Download Bézier and Splines in Image Processing and Machine Vision by Sambhunath Biswas PDF

By Sambhunath Biswas

Digital picture processing and computer imaginative and prescient have grown significantly over the past few a long time. Of some of the ideas, constructed to date splines play a favorable and demanding function in lots of of them. powerful mathematical concept and straightforwardness of implementations is without doubt one of the keys in their luck in lots of study concerns.

This booklet offers with quite a few snapshot processing and computer imaginative and prescient difficulties successfully with splines and includes:

• the importance of Bernstein Polynomial in splines

• effectiveness of Hilbert experiment for electronic images

• unique insurance of Beta-splines, that are fairly new, for attainable destiny purposes

• discrete smoothing splines and their power in software

• snakes and lively contour types and their uses

• the importance of worldwide optimum contours and surfaces

Finally the e-book covers wavelet splines that are effective and powerful in several photo functions.

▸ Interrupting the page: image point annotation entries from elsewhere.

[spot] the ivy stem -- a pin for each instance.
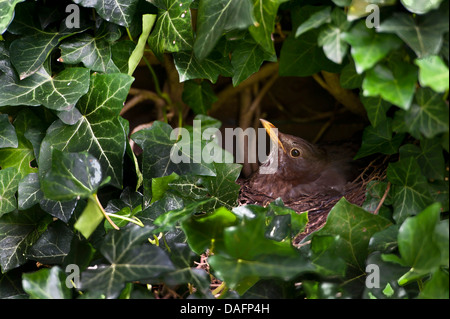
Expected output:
(104, 213)
(133, 220)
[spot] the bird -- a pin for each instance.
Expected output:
(303, 168)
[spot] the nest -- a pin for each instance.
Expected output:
(318, 205)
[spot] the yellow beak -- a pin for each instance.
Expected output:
(272, 134)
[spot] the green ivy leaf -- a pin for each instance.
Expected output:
(72, 175)
(8, 136)
(7, 13)
(130, 258)
(264, 12)
(369, 47)
(18, 232)
(355, 227)
(421, 7)
(9, 182)
(303, 57)
(199, 96)
(216, 17)
(433, 72)
(422, 34)
(416, 243)
(429, 156)
(428, 115)
(330, 37)
(120, 12)
(172, 32)
(247, 58)
(60, 92)
(189, 67)
(53, 245)
(98, 132)
(410, 189)
(379, 140)
(46, 284)
(396, 84)
(321, 16)
(376, 109)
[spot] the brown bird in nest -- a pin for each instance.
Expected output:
(303, 168)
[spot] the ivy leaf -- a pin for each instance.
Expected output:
(198, 96)
(93, 52)
(7, 13)
(9, 182)
(355, 227)
(429, 156)
(420, 7)
(22, 156)
(72, 175)
(159, 143)
(303, 57)
(410, 189)
(379, 140)
(53, 245)
(46, 284)
(57, 93)
(422, 34)
(428, 114)
(369, 47)
(264, 12)
(433, 72)
(416, 242)
(172, 32)
(316, 19)
(396, 85)
(330, 37)
(217, 16)
(98, 132)
(8, 136)
(189, 67)
(130, 258)
(247, 58)
(18, 232)
(120, 12)
(376, 109)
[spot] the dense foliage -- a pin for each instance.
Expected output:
(66, 162)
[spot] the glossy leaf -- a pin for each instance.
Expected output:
(355, 227)
(199, 96)
(369, 47)
(9, 182)
(8, 136)
(423, 35)
(433, 73)
(396, 85)
(18, 232)
(7, 13)
(264, 13)
(189, 67)
(410, 190)
(98, 132)
(57, 93)
(172, 32)
(217, 16)
(119, 11)
(379, 139)
(130, 258)
(72, 175)
(428, 115)
(46, 284)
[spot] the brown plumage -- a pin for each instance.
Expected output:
(304, 168)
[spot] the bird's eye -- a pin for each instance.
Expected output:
(295, 152)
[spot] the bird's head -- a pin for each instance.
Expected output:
(298, 159)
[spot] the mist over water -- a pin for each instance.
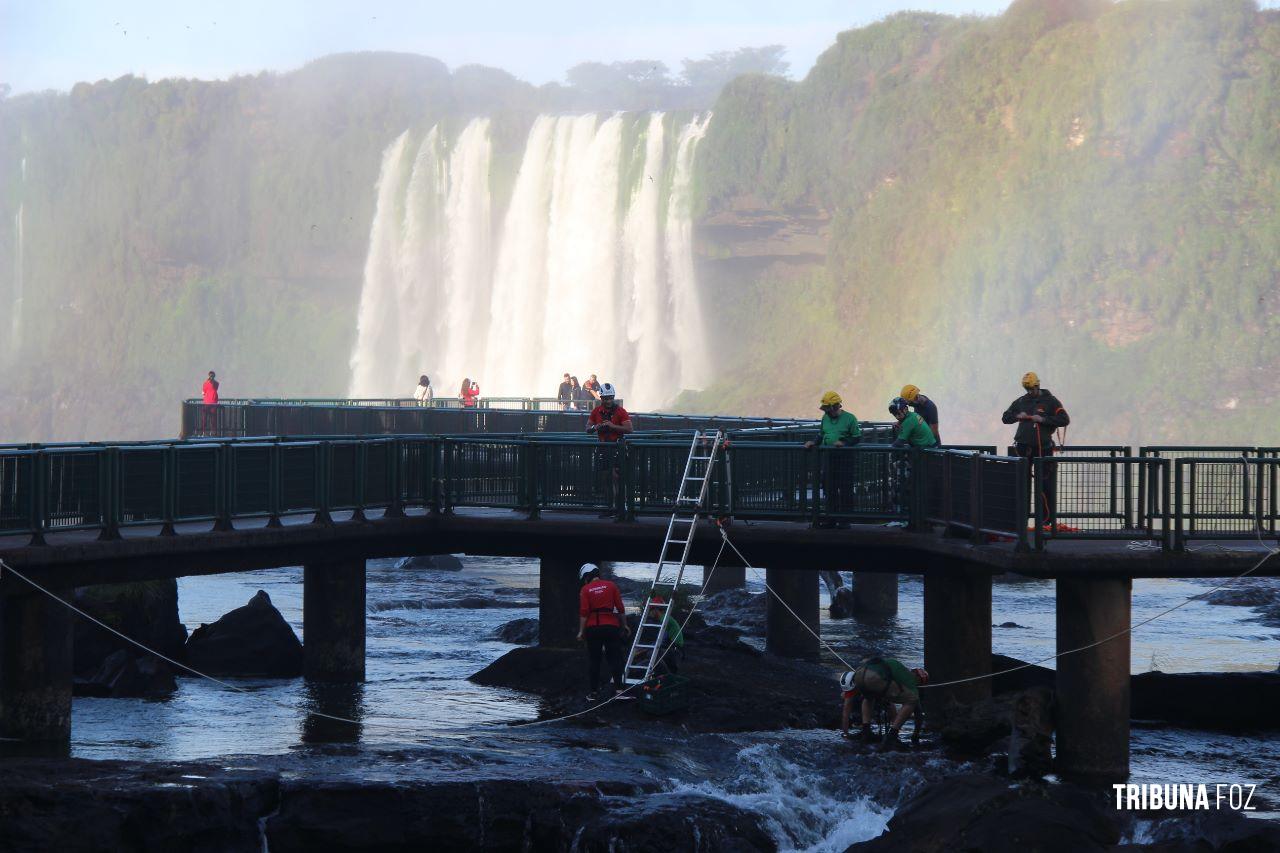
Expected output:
(586, 269)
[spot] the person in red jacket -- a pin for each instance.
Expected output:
(602, 621)
(209, 397)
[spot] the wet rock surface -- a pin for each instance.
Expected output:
(252, 639)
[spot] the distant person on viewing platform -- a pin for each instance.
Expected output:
(469, 393)
(602, 623)
(609, 423)
(924, 407)
(593, 387)
(209, 397)
(912, 430)
(565, 395)
(423, 393)
(839, 428)
(1037, 414)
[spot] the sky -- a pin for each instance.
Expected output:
(55, 44)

Dr Biswas is a approach analyst on the Indian Statistical Institute, Calcutta the place he teaches computer imaginative and prescient in M Tech (Computer Science). His examine pursuits comprise photo processing, computing device imaginative and prescient, special effects, trend popularity, neural networks and wavelet image-data analysis.

Professor Lovell is a examine chief in nationwide ICT Australia and study Director of the clever Real-Time Imaging and Sensing examine workforce on the college of Queensland. His study pursuits are at the moment focussed on optimum picture segmentation, real-time video research and face reputation.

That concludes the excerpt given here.